Recently, there is strong gas smell in my 93 sentra before I start the engine. Does that mean leakage somewhere in my car? What's the problem? Does that cost very much to fix it?


----------



## Dustin (Dec 14, 2003)

well, it could be a leak, or it could just be venting the fumes, are there any puddles when you park it? does it always smell like gas? does the smell go away any?


----------



## kevin1980 (Aug 21, 2005)

yes, there is a little puddle under the car, but the smell is not from there, and the smell is always gas. Does this problem really matter too much? Since it is an old car, I just want to know if it is worth fixing this problem. Thanx!


Dustin said:


> well, it could be a leak, or it could just be venting the fumes, are there any puddles when you park it? does it always smell like gas? does the smell go away any?


----------



## WATSON1 (Jul 9, 2005)

I guess I don't feel the same way about it as you. If you smell gas, it could possibly be a gas leak, and if it is a gas leak, you could go out in one big fireball. And that would just suck. Doesn't matter how old the car is, find out if it is a leak, and fix it...IMO


----------



## HATEnFATE (Dec 24, 2002)

As stated above. any fuel leak is a MAJOR problem. There is no "should I get it fixed?" Get it fixed. You endanger yourself and others around you when your driving. 

It shouldn't be to hard to find. turn your key to the on posisiton to get the pressure up then just look around your engine compartment. Follow your fuel system. See if there is any point where fuel is leaking.


----------



## kevin1980 (Aug 21, 2005)

Thank you, guys. I just sent my car to fix today. They did find some gas leak under the hood because of the aging of a hose in fuel system. They just replaced the hose and charged me $40  . It seems ok now, but I still need to check it tomorrow morning to see if there is still gas smell.


----------



## 79kz400 (Aug 19, 2004)

kevin1980 said:


> They just replaced the hose and charged me $40  .
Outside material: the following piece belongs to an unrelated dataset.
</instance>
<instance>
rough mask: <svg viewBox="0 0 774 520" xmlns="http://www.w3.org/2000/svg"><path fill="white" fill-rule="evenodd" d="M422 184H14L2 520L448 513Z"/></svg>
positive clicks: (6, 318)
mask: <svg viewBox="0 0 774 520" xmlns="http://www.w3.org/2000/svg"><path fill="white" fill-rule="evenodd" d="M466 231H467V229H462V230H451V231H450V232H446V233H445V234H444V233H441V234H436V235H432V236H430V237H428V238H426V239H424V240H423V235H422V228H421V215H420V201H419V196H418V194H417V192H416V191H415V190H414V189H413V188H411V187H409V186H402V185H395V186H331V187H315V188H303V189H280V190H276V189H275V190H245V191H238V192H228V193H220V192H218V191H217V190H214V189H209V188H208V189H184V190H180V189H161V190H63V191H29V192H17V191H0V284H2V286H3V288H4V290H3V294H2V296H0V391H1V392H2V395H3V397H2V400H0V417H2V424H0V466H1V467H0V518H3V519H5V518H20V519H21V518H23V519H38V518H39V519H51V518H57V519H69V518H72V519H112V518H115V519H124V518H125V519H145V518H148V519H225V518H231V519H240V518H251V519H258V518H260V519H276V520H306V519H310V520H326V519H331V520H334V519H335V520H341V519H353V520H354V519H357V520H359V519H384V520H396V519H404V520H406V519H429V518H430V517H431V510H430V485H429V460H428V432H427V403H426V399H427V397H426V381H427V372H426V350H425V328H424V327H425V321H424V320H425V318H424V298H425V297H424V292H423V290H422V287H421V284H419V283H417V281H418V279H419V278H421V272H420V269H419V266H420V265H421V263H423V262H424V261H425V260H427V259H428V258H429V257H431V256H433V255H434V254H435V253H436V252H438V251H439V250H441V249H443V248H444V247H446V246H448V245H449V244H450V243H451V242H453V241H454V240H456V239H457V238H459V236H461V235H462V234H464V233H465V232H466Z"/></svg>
Are we to understand that you are unhappy about a $40 bill that prevented your car from burning down? Not to mention saving gas.


----------



## HATEnFATE (Dec 24, 2002)

79kz400 said:


> Are we to understand that you are unhappy about a $40 bill that prevented your car from burning down? Not to mention saving gas.


I was thinking the same thing. $40 is DIRT CHEAP for a repair.


----------



## WATSON1 (Jul 9, 2005)

$40 for fuel line and labor, or $20,000 for new car after old one is burned into one big melted pile of metal... Which one will I choose???


----------



## oliverr87 (Sep 23, 2005)

WATSON1 said:


> $40 for fuel line and labor, or $20,000 for new car after old one is burned into one big melted pile of metal... Which one will I choose???


I would rather choose the $40 because this is also potentially dangerous to your life. Anyways, most likely you could have done it yourself and bought the hose that only costs some $3.


----------



## WATSON1 (Jul 9, 2005)

oliverr87 said:


> I would rather choose the $40 because this is also potentially dangerous to your life. Anyways, most likely you could have done it yourself and bought the hose that only costs some $3.


Don't qoute me on that one, check the first post. Wasn't my fuel line and if it was I would have done it myself...


----------